Benefits of insurance are to be part of declaration in the will whether the children or the spouse, jointly or severally or anybody else would be the beneficiary of the insurance benefits.

A designated beneficiary or a nominee appointed in the insurance policy, has limited rights. Under the Indian law he has the authority only to collect the money for the benefit of all the decedents. The nominee by virtue of appointment does not become owner of the benefits. He can only collect for the benefit of all legal heirs or those mentioned in the will. The will prevails upon the nomination or designation in the policy.

The testator can appoint executor(s) of the will. He can be the surviving spouse as sole executor and another as alternate executor on the death of surviving spouse. The testator can appoint one or more executors who may or may not be members of his family. The person making the will is to see whether the executors would be able to give effect to his intention expressed in the will regarding the enjoyment/devolution of properties by the persons named in the will. The executors are to administer the properties assigned to them according to the manner mentioned in the will. They themselves are not to be the beneficiaries.

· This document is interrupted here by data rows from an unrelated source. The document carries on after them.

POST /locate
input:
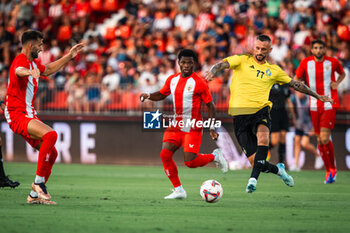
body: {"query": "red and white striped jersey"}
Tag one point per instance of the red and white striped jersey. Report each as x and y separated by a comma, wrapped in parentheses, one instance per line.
(21, 91)
(187, 94)
(319, 76)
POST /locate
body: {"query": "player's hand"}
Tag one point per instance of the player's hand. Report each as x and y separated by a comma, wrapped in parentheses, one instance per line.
(325, 98)
(214, 135)
(209, 76)
(144, 96)
(334, 85)
(35, 73)
(76, 49)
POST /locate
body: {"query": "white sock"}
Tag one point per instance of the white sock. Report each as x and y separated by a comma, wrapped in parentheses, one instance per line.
(33, 194)
(179, 188)
(279, 171)
(39, 179)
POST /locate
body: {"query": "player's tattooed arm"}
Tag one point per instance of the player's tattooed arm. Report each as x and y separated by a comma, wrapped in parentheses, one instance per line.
(301, 87)
(210, 75)
(156, 96)
(211, 116)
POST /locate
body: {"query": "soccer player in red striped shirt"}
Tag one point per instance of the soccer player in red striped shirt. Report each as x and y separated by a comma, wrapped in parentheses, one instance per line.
(20, 114)
(188, 90)
(319, 71)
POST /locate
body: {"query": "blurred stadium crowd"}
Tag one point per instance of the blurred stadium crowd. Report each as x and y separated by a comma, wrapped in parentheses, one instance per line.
(132, 45)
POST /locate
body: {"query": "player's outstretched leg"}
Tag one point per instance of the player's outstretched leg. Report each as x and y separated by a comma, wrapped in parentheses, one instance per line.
(220, 160)
(6, 182)
(49, 140)
(251, 186)
(287, 179)
(170, 169)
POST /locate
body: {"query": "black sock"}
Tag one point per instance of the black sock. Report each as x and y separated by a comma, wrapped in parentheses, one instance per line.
(281, 152)
(2, 171)
(259, 161)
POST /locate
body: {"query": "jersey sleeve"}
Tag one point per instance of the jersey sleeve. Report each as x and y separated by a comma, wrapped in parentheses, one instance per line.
(281, 77)
(165, 90)
(40, 66)
(294, 101)
(20, 62)
(301, 69)
(234, 61)
(205, 93)
(338, 67)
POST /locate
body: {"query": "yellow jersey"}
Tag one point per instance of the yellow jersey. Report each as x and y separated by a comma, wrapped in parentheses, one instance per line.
(251, 84)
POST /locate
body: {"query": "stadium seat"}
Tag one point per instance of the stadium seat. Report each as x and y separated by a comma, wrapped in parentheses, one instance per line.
(59, 102)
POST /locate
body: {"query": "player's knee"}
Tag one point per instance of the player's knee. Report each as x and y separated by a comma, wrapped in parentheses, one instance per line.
(52, 136)
(190, 164)
(324, 140)
(54, 152)
(53, 155)
(263, 140)
(260, 164)
(166, 154)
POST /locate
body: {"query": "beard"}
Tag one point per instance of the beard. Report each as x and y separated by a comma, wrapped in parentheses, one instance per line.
(262, 57)
(319, 56)
(34, 54)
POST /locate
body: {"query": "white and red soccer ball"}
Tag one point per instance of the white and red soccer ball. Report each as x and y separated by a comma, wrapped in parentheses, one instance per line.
(211, 191)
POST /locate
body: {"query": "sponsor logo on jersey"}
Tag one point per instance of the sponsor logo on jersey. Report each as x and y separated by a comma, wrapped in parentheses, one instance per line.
(151, 120)
(268, 72)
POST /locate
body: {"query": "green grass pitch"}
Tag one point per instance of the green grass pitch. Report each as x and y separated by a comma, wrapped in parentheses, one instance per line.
(100, 198)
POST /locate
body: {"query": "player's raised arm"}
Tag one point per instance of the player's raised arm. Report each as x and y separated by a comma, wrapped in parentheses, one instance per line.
(300, 86)
(57, 65)
(24, 72)
(334, 85)
(156, 96)
(210, 75)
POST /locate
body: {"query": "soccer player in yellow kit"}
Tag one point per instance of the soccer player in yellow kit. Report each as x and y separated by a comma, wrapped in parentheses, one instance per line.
(249, 105)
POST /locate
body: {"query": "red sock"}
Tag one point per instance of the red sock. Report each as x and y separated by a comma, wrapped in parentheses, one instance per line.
(200, 161)
(330, 149)
(52, 159)
(170, 167)
(49, 141)
(324, 156)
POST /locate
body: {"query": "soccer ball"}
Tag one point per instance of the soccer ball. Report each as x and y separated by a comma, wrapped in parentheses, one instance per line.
(211, 191)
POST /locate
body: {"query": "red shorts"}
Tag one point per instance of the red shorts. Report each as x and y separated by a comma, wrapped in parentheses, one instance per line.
(323, 119)
(191, 142)
(19, 125)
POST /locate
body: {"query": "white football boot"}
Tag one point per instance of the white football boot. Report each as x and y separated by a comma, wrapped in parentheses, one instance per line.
(251, 187)
(220, 160)
(177, 194)
(287, 179)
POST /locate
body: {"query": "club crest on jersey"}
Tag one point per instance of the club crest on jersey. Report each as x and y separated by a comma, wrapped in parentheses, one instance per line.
(151, 120)
(268, 72)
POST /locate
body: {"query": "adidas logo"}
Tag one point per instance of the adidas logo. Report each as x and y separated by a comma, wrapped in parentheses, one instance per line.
(261, 161)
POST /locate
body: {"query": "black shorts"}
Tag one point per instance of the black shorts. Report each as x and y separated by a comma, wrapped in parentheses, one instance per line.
(280, 120)
(246, 126)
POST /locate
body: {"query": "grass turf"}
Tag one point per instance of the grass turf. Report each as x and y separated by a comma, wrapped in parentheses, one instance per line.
(97, 198)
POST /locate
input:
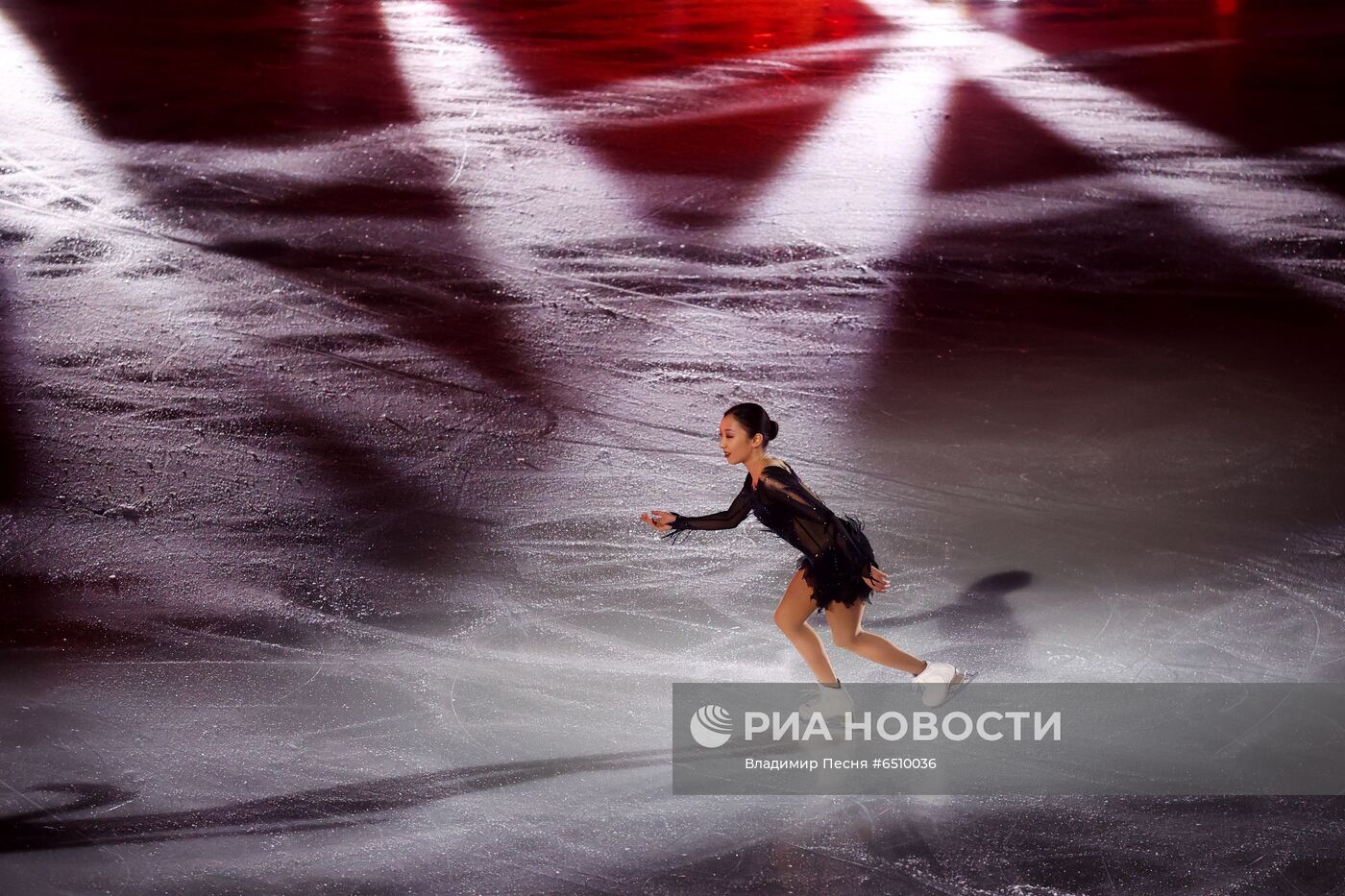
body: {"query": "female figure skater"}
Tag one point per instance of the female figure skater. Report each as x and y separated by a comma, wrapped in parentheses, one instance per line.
(837, 570)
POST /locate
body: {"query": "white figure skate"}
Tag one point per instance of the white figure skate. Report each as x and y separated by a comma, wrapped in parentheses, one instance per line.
(941, 681)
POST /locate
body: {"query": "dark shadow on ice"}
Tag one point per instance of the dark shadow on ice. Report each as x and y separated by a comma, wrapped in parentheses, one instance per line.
(372, 512)
(16, 473)
(1266, 73)
(436, 302)
(221, 70)
(988, 143)
(1126, 373)
(982, 607)
(572, 46)
(358, 804)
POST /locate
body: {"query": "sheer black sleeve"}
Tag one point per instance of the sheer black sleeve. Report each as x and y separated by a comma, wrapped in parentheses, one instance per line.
(729, 519)
(814, 521)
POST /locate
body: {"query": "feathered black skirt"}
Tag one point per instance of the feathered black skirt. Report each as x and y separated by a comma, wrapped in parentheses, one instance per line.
(834, 579)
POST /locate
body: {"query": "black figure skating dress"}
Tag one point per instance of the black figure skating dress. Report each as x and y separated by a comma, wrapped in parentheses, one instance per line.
(836, 552)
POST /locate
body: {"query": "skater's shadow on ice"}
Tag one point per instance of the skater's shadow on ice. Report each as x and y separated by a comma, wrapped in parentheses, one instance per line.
(326, 808)
(982, 607)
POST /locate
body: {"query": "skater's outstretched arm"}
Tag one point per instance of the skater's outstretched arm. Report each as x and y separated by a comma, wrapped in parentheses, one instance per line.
(820, 525)
(679, 525)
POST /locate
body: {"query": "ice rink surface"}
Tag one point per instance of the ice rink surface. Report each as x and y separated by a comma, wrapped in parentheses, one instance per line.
(343, 343)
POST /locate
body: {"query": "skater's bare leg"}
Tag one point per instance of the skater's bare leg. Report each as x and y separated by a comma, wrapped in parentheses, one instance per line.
(791, 617)
(846, 633)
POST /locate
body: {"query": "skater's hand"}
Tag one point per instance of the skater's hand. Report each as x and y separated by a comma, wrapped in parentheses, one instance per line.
(661, 520)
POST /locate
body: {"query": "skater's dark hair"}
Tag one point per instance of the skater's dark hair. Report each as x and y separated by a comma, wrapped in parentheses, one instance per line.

The testator can create a trust under the will and appoint trustees with directions as to how the trust is to be executed, by how many trustees and the manner of inclusion or exclusion of trustees in the event of given circumstances. A trust company can also be entrusted the task. The provisions of the trust act have to be taken care of.

The will sometimes requires a description clause so as to define certain words, terms or clauses of the will. Sometimes difference between child and issue, a spouse form the same sex and a spouse as husband and wife or a common law partner, if required should be properly dealt with so as to describe what interest would they or would not have in the property. The present circumstances require a difference between mother and surrogate mother, between cousin and cousin, between person from inside or outside marriage claiming through such person or a issue from denoted sperm or embryo. In case of necessity every effort should be made to define interest of each of the beneficiary to the minute extent Those who are to be excluded from the benefits of the estate, who otherwise are natural heirs, should also be mentioned and if possible the reason form their exclusion should also be given.

Ad emption is another aspect which has to be taken care of. If the testator makes a gift under the will of a specific asset or article to any person, but the asset or gift is destroyed or disposed of by the testator during his life time, the gift adeems and the beneficiary does not get anything in the absence of clause in the will that he would alternatively take something else.

The will takes effect on the death of the person. Sometimes the executor and the beneficiary die at the same time such as in air crash, cyclone or fire etc.. The question arises who died first because the rights under the will depend upon this question. Under the Indian laws there is presumption that one who was older in age is to be presumed to have died first. But under the Canadian Law in the Province of Ontario, the one whose will is being dealt with is presumed to have survived the other.

If both the spouses execute their respective wills in favour of each other with similar clauses it is known as “mirror will”. While drafting a mirror will the interest of both, surviving one or the other, are to be clearly mentioned.

Only one original should be prepared. If two are prepared and both are signed by the testator and both are attested by the witnesses at the same time the one signed first becomes void as the will signed last in point of time is to prevail. The last will supersede all earlier wills.

The person who makes the will (the testator) should sign in the presence of witnesses and the witnesses should sign in the presence of the testator.